An argument often made for the existence of “g” is that it is the so called “active ingredient” of the IQ tests predictive power. The argument can be summarized as such: Controlling for ‘g’, the subscores, or item scores of the IQ test no longer predicts important outcomes like grades, income, SES and so on. In other words, subscores have no incremental validity. I/O psychologists have even a made catchphrase for this finding: “Not much more than g”
It is not my intention to review the whole literature in this post, but to go over the conceptual issues with studies test this hypothesis, and why they are not as strong as they may seem at first glance.
1st: The (factor)structure of most IQ tests
I use term “factors” here loosely, will elaborate in a later post
I also use the term “narrow” and “broad” as levels of generality in this example, not using the CHC conviction
In the picture, you can see the structure of the WAIS-III. The actual names of the factors are not important. We only need to know that FSIQ(a proxy for g) is at the top, while other so called broad factors are below it, and below the broad factors there are the so called narrow factors. The narrow factors are measured by the subtests at the bottom of the picture. The broad factors, and g are actually not measured at all, they are extracted by running a fairly sophisticated statistical procedure called factor analysis(more on this in a later post). When it comes to individual administration the scores for broad factors and FSIQ are usually calculated by a weighted sum of the subtest, but other methods are possible too.
Note two things:First, in this example, there are 7 scores to be computed, while there are only 12 subtests. Second, the FSIQ(g) is effectively calculated by using the scores from all the subtests, while broad factors are calculated only by using the subtests that are below said factors. The narrow abilities use even less subtests. The implication of these facts is clear: Measurement error is much higher at the broad and narrow factor level than at the general factor level. As we know, measurement error deflates the “true” correlation between the predictor and the outcome. Even at the latent variable level, the measurement of the broad factors is questionable. ( Dombrowski et al 2015 )
2nd: Assumptions of causality
“Intentionally or not, when researchers use incremental validity analysis to evaluate a specific aptitude theory, they invoke the assumption that an underlying latent trait (i.e., GMA) accounts for the variance shared across test scores. Lang et al. have noted this view is theoretically close (although not identical) to Spearman’s original idea that all variance that tests in a battery share is attributable to the general factor… The idea that the variance shared by GMA and narrower cognitive abilities is attributable to GMA is also theoretically in line with higher-order conceptualizations of intelligence. In these conceptualizations, GMA is the underlying source of shared variance between the narrower cognitive abilities. Despite the prevalence of the practice, it is important for researchers and practitioners to realize that entering GMA first in incremental validity analysis is a choice—and not one they need to feel compelled to make.”(Kell & Lang 2017)

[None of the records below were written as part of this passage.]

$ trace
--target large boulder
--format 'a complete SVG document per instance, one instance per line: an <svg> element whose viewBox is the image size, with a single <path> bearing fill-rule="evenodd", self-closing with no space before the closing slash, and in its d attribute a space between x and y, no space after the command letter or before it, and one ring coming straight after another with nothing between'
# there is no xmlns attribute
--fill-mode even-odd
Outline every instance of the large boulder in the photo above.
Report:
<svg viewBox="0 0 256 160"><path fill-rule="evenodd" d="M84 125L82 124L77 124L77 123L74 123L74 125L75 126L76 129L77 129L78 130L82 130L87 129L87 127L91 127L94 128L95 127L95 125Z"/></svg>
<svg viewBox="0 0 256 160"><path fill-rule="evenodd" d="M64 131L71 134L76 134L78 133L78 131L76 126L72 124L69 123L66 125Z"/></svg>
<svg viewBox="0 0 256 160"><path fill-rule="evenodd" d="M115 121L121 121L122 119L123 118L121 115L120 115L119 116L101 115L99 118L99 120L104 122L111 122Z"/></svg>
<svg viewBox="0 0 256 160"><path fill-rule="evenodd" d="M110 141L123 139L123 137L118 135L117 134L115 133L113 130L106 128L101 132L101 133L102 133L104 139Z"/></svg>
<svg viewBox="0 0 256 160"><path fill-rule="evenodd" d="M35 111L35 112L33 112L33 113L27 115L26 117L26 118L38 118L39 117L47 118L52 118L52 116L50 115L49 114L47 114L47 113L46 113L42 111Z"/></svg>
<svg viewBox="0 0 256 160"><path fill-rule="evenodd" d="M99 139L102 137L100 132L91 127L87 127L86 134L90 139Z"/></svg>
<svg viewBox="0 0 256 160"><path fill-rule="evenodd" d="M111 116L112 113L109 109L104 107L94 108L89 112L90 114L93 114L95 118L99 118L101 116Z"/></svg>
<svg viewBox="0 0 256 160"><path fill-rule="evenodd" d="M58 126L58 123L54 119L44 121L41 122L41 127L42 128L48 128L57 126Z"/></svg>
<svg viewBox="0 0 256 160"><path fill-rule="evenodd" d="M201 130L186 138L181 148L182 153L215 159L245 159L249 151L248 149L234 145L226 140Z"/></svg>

Simply stated, all of these studies assume that g causes the broad factors. By controlling for g, researchers also indirectly control for parts of the broad ability too! This makes sense if we think g is causal, however many emergent theories do not regard g as a reflective variable. Notable mentions include: Dynamic Mutualism, POT, and the PASS theory of intelligence.
Kell and Lang illustrates that depending on our theoretical assumptions, we can get quite different results from the same data. Here we can see the traditional “incremental validity” approach And here is depicted the “relative importance analysis” approach. As is evident, the results vary significantly. I do not wish to advocate for either approach here. Ultimately, we do not yet fully comprehend what g represents.
Lastly, there is strong emerging evidence for the existence of more than g using the traditional incremental validity approach.
The final counterargument against the “not much more than g” assertion comes from (Coyle et al 2008). It is well-known that the SAT and ACT are g-loaded tests and that they somewhat predict academic outcomes. It is also acknowledged that g predicts academic outcomes. Some researchers speculated that the predictive validities of the SAT/ACT were exclusively due to g. Coyle and Pillow tested whether these tests predict outcomes after statistically removing g. Surprisingly, the residuals(u13 in the pictures) predicted grades just as well as g does! This is noteworthy, especially considering that if we assume a g-loading of about 0.8 is accurate, then g explains approximately 64% of the variance in the SAT/ACT scores. These results have been replicated in Coyle et al’s other works.
Conclusion: The usual incremental validity approach has its doubts, and even with this method, newer studies suggest there’s more to it than just “g”.